1. Introduction
While images admit a standard representation in the form of a scalar function uniformly discretized on a grid, the curse of dimensionality has prevented the effective usage of analogous representations for learning 3D geometry. Voxel representations have shown some promise at low resolution [10], [20], [35], [57], [62], [69], [74], while hierarchical representations have attempted to reduce the memory footprint required for training [58], [64], [73], but at the significant cost of complex implementations. Rather than representing the volume occupied by a 3D object, one can resort to modeling its surface via a collection of points [1], [19], polygons [31], [56], [71], or surface patches [26]. Alternatively, one might follow Cezanne's advice and “treat nature by means of the cylinder, the sphere, the cone, everything brought into proper perspective”, and think to approximate 3D geometry as geons [4]-collections of simple to interpret geometric primitives [68], [77], and their composition [60], [21]. Hence, one might rightfully start wondering “why so many representations of 3D data exist, and why would one be more advantageous than the other?” One observation is that multiple equivalent representations of 3D geometry exist because real-world applications need to perform different operations and queries on this data ([9, Ch.1]). For example, in computer graphics, points and polygons allow for very efficient rendering on GPUs, while volumes allow artists to sculpt geometry without having to worry about tessellation [51] or assembling geometry by smooth composition [2], while primitives enable highly efficient collision detection [66] and resolution [67]. In computer vision and robotics, analogous trade-offs exist: surface models are essential for the construction of low-dimensional parametric templates essential for tracking [6], [8], volumetric representations are key to capturing 3D data whose topology is unknown [48], [47], while part-based models provide a natural decomposition of an object into its semantic components. Part-based models create a representation useful to reason about extent, mass, contact, … quantities that are key to describing the scene, and planning motions [29], [28].
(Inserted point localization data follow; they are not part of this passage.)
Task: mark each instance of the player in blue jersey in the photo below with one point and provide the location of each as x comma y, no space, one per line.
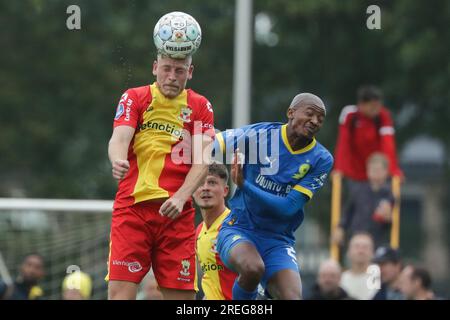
282,167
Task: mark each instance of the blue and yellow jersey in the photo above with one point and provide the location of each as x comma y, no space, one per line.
273,166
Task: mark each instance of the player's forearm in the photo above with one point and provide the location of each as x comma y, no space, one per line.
117,150
194,179
279,206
Our method reconstruct a 3D object from an input image as a collection of convex hulls, and we visualize the explode of these convexes. Notably, CvxNet outputs polygonal mesh representations of convex polytopes without requiring the execution of computationally expensive iso-surfacing (e.g. Marching cubes). This means the representation outputted by CvxNet can then be readily used for physics simulation [17], as well as many other downstream applications that consume polygonal meshes.